The LifePlus drawer is the underrated hero in real life. It’s where you put the stuff you’re most worried about
seafood for tonight’s dinner, sliced deli meat you want to keep tasting fresh, or a soft cheese you don’t want turning into
a science experiment. It also helps with party prep: you can chill a bottle faster than you’d expect (still, please don’t
treat it like a freezeryour sparkling water deserves better than accidental slush).
Freezer drawers are another “didn’t know I needed this” experience. Instead of digging through a single cavern,
you can sort: breakfasts up top, proteins in the middle, and frozen vegetables or comfort food in the bottom.
The fast-freezing function is handy when you come home with a haul and want to stabilize temperatures quickly.
It’s not a restaurant blast chiller, but it’s a real quality-of-life feature for modern home cooking.
Noise is usually a pleasant surprise.

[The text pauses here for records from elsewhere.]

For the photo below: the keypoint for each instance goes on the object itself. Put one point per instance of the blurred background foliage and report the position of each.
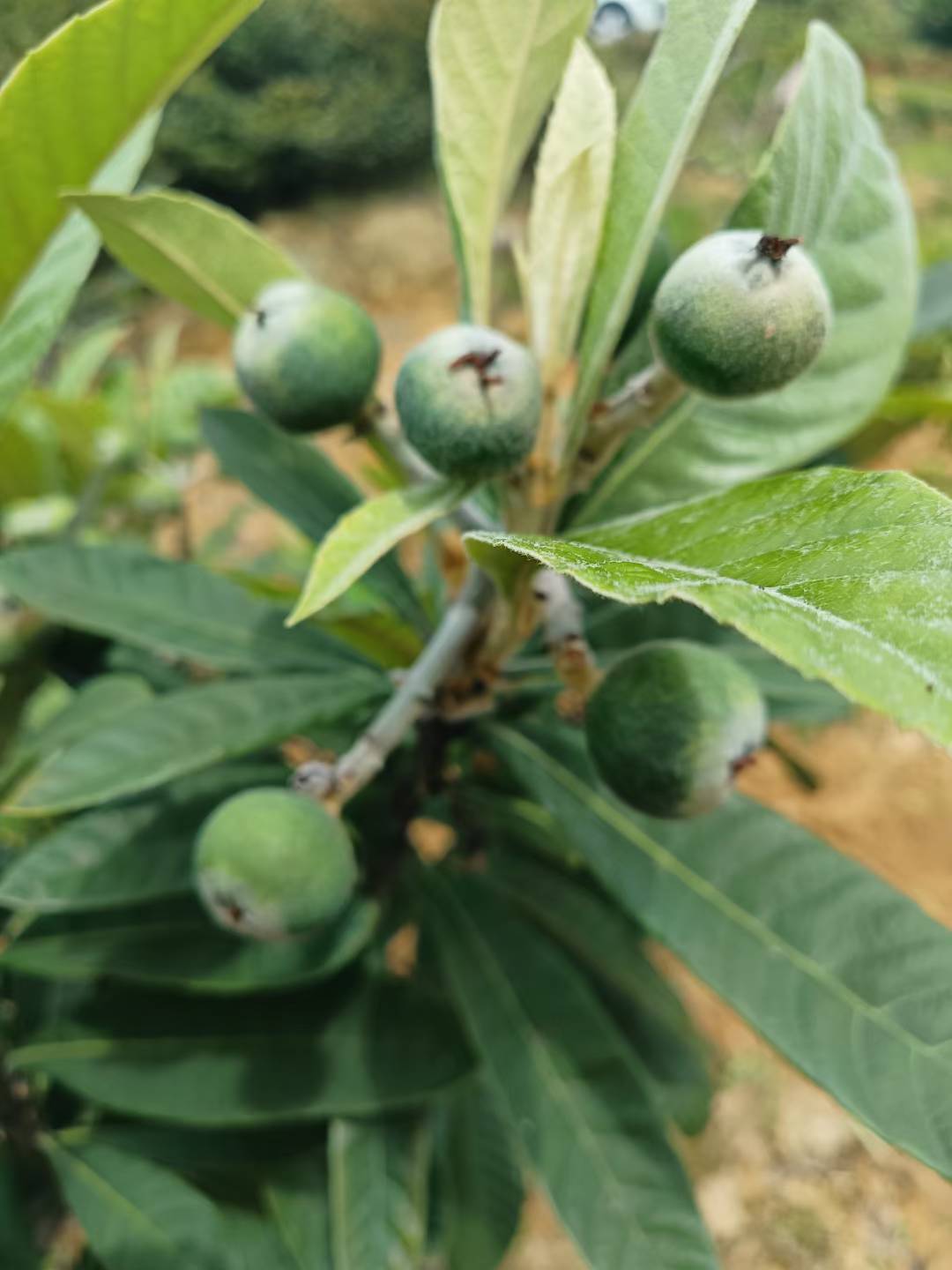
(306, 95)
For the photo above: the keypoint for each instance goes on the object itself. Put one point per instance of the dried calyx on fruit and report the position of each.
(470, 400)
(741, 312)
(271, 863)
(671, 727)
(308, 355)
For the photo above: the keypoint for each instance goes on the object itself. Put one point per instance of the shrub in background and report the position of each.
(439, 982)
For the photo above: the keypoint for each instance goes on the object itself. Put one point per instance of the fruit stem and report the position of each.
(415, 695)
(640, 403)
(564, 630)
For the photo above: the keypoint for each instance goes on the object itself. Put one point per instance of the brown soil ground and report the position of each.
(786, 1179)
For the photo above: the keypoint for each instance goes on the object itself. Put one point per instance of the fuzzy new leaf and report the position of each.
(845, 576)
(652, 145)
(830, 181)
(569, 202)
(188, 249)
(365, 534)
(170, 608)
(495, 66)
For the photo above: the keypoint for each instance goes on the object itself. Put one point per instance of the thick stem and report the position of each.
(564, 629)
(413, 698)
(637, 404)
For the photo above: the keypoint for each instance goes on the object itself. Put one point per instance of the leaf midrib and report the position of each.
(115, 1197)
(537, 1045)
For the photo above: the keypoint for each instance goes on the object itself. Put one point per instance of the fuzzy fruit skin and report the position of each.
(306, 355)
(730, 323)
(271, 863)
(464, 422)
(669, 727)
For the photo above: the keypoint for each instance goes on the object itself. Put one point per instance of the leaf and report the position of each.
(170, 608)
(569, 204)
(97, 703)
(251, 1243)
(190, 249)
(829, 179)
(609, 946)
(72, 101)
(934, 312)
(838, 970)
(378, 1191)
(301, 484)
(571, 1094)
(790, 696)
(652, 144)
(292, 1058)
(187, 730)
(495, 68)
(845, 576)
(135, 1214)
(297, 1198)
(34, 317)
(366, 534)
(123, 855)
(481, 1179)
(182, 950)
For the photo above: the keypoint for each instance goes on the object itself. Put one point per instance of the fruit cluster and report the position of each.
(673, 723)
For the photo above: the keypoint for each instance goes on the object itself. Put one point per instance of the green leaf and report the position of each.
(292, 1057)
(614, 630)
(97, 703)
(934, 312)
(123, 855)
(136, 1214)
(251, 1243)
(829, 179)
(569, 205)
(495, 68)
(845, 576)
(16, 1236)
(481, 1180)
(609, 946)
(297, 1198)
(72, 101)
(366, 534)
(33, 319)
(652, 144)
(837, 969)
(188, 249)
(183, 950)
(302, 485)
(562, 1070)
(187, 730)
(170, 608)
(378, 1192)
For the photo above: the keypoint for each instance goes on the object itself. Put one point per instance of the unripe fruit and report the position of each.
(306, 355)
(672, 725)
(740, 314)
(470, 400)
(271, 863)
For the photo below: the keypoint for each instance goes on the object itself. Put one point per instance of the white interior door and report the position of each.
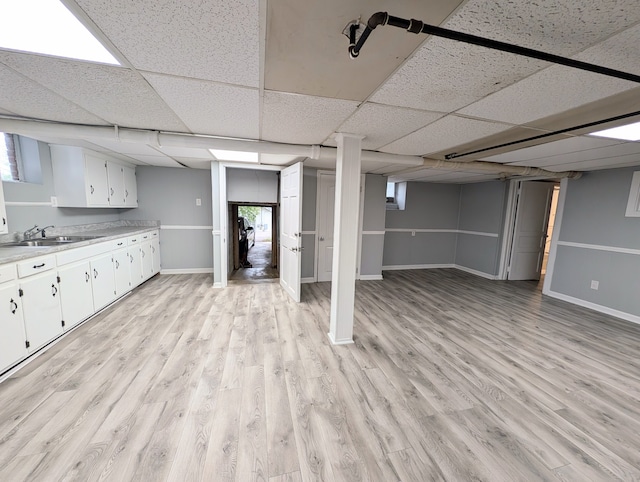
(326, 215)
(291, 229)
(529, 236)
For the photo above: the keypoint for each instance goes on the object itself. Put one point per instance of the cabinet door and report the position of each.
(115, 174)
(135, 262)
(103, 281)
(122, 268)
(76, 294)
(96, 183)
(130, 187)
(12, 339)
(147, 259)
(4, 227)
(41, 309)
(155, 254)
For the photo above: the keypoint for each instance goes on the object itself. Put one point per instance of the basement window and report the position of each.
(10, 159)
(48, 27)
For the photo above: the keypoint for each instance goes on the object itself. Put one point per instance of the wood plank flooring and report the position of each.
(451, 377)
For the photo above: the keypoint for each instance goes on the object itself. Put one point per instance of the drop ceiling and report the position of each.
(278, 70)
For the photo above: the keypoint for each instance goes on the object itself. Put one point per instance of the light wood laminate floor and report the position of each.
(452, 377)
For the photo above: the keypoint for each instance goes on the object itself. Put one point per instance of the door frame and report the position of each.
(316, 232)
(508, 232)
(224, 217)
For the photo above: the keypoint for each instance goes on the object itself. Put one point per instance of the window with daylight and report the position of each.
(9, 157)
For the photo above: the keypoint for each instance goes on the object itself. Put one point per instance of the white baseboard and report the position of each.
(416, 266)
(595, 307)
(476, 272)
(186, 270)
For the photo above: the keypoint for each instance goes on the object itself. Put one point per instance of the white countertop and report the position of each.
(18, 253)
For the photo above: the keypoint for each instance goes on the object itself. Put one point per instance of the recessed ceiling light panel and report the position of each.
(48, 27)
(630, 132)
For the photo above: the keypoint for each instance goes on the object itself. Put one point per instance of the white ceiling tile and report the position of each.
(112, 93)
(382, 124)
(278, 159)
(211, 108)
(158, 160)
(206, 40)
(302, 119)
(445, 133)
(186, 152)
(552, 149)
(604, 155)
(546, 93)
(195, 163)
(445, 75)
(561, 27)
(26, 98)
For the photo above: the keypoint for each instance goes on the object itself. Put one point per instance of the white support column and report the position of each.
(345, 235)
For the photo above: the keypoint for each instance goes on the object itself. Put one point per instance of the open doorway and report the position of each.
(254, 253)
(529, 224)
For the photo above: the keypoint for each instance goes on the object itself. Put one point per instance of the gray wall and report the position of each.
(252, 186)
(481, 211)
(373, 220)
(169, 195)
(21, 218)
(428, 206)
(593, 214)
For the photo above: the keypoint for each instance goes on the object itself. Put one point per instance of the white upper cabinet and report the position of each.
(84, 178)
(4, 227)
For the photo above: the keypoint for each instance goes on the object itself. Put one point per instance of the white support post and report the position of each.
(345, 235)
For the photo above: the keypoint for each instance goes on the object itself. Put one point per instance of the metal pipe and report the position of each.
(417, 26)
(455, 155)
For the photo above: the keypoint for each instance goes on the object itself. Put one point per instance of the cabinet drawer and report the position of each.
(131, 240)
(7, 273)
(36, 265)
(76, 254)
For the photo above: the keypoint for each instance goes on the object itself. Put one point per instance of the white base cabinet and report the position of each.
(76, 295)
(41, 309)
(103, 281)
(12, 339)
(122, 270)
(41, 297)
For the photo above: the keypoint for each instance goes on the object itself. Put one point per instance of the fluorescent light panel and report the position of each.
(630, 132)
(48, 27)
(240, 156)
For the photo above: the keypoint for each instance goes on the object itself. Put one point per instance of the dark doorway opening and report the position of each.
(254, 248)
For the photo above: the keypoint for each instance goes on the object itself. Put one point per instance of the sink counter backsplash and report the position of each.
(79, 229)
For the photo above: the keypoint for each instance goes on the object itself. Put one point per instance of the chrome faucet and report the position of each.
(30, 233)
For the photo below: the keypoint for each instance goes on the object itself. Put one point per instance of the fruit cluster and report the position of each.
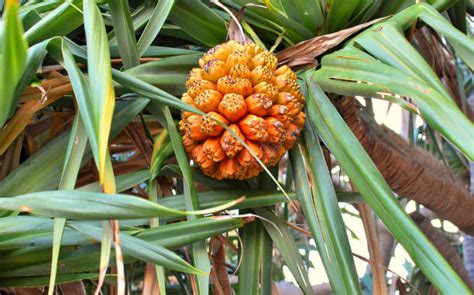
(242, 86)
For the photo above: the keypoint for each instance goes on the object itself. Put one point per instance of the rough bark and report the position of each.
(443, 244)
(411, 172)
(468, 245)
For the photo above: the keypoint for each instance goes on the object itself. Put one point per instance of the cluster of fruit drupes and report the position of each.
(242, 86)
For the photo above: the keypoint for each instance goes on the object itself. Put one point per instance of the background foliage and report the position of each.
(97, 193)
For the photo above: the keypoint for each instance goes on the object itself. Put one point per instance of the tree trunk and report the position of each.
(411, 172)
(468, 245)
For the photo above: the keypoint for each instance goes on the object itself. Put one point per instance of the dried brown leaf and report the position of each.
(304, 53)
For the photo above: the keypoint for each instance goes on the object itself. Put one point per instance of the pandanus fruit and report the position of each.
(242, 86)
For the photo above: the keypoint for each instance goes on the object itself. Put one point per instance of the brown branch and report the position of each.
(442, 243)
(411, 172)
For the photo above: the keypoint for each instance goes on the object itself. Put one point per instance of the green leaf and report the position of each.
(36, 261)
(337, 136)
(317, 197)
(285, 243)
(199, 249)
(96, 206)
(101, 102)
(339, 14)
(250, 252)
(153, 27)
(123, 182)
(86, 205)
(341, 72)
(127, 44)
(12, 58)
(72, 164)
(199, 21)
(47, 178)
(142, 250)
(40, 281)
(58, 22)
(169, 73)
(308, 11)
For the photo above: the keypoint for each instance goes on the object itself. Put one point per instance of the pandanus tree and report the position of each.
(171, 146)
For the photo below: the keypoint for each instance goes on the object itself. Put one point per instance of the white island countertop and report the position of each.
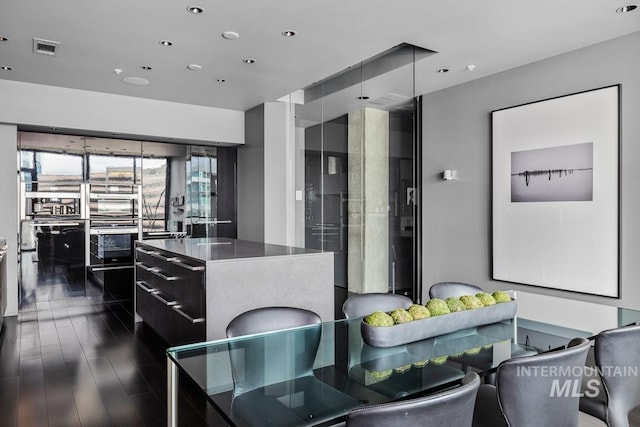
(222, 248)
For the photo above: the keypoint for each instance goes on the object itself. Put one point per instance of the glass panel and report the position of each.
(359, 184)
(202, 170)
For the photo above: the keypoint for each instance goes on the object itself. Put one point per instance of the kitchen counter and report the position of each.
(222, 248)
(206, 282)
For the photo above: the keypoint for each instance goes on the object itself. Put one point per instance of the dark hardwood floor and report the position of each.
(73, 362)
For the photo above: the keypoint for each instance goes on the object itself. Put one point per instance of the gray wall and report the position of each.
(456, 126)
(251, 177)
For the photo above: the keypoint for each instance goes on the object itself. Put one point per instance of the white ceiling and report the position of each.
(98, 36)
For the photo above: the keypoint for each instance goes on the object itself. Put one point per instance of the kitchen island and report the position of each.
(188, 290)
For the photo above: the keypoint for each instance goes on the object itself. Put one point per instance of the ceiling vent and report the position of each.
(45, 47)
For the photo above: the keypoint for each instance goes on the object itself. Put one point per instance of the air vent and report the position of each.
(45, 47)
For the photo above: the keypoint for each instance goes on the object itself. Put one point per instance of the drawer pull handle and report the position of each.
(181, 263)
(157, 295)
(178, 310)
(162, 257)
(146, 268)
(157, 272)
(145, 286)
(145, 251)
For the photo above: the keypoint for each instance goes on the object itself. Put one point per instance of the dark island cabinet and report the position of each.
(170, 295)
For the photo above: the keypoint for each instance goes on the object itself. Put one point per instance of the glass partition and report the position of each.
(358, 129)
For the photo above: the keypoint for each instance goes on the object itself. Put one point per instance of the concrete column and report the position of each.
(368, 204)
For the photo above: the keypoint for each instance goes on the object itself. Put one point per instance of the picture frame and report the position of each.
(555, 192)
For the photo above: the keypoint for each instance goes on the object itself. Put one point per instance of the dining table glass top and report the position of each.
(314, 375)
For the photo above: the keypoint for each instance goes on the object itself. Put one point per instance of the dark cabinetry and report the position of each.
(170, 295)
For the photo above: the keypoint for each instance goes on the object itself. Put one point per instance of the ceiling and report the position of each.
(97, 37)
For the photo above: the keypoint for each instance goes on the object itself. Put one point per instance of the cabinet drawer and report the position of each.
(185, 328)
(145, 304)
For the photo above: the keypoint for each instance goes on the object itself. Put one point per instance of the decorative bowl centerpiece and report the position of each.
(378, 331)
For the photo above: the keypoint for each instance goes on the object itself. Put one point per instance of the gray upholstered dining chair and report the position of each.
(612, 394)
(452, 407)
(268, 319)
(444, 290)
(269, 373)
(536, 391)
(359, 305)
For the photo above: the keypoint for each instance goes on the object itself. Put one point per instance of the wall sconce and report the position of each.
(449, 174)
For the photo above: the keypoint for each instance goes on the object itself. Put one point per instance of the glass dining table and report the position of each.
(315, 375)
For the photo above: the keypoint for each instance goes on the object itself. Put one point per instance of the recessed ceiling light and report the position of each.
(135, 81)
(628, 8)
(230, 35)
(195, 9)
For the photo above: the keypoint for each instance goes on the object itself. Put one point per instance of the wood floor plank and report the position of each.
(114, 396)
(32, 402)
(9, 400)
(91, 410)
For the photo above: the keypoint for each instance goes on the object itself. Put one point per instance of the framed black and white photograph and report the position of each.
(555, 192)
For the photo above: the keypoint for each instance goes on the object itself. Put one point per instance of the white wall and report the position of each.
(9, 215)
(50, 106)
(91, 112)
(457, 135)
(266, 182)
(250, 193)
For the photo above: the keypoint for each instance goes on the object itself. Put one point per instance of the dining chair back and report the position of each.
(359, 305)
(273, 380)
(536, 391)
(452, 407)
(251, 368)
(616, 390)
(444, 290)
(268, 319)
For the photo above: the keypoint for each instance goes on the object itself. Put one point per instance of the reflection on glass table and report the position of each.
(315, 375)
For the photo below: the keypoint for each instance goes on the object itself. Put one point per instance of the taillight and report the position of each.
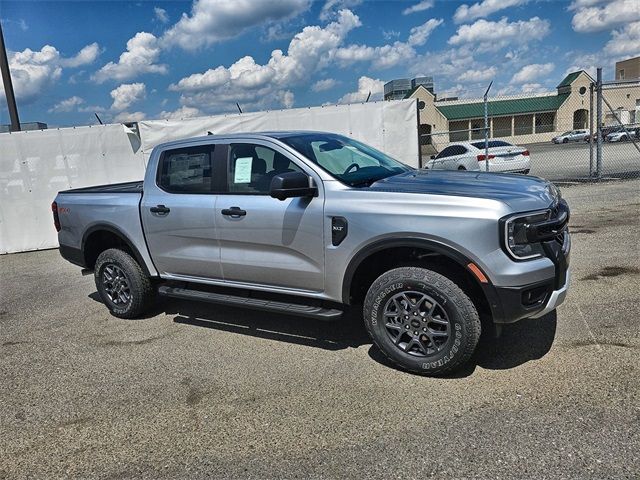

In open-plan homes, the fridge doesn’t constantly announce itself.
You hear it when the kitchen is otherwise silentlike any refrigeratorbut it’s rarely the loudest character in the room.
(That honor generally belongs to a blender, an espresso grinder, or a group chat notification at full volume.)
There are also a few “grown-up” moments that come with the style. The glossy exterior may need a quick wipe more often,
especially if your kitchen is a social zone. And because this is a premium-priced refrigerator, you may feel extra motivated
to use the alarms and temperature controls properlybecause nothing says “adulting” like caring about fridge settings.
Over time, the experience becomes less about the novelty and more about the rhythm: a fridge that looks like a design piece,
stores food reliably, and rewards households who shop intentionally rather than impulsively.
Final Verdict
The Smeg FAB32UBL is for people who want a refrigerator that does its job and makes the kitchen feel more personal.
You’re getting No-Frost convenience, thoughtful airflow, a useful near-freezing drawer, and a quiet, efficient footprint
wrapped in a retro design that’s instantly recognizable. It’s not the best value if you measure everything by capacity-per-dollar,
but if you measure by “does my kitchen finally feel like me,” it’s hard not to smile every time you walk in.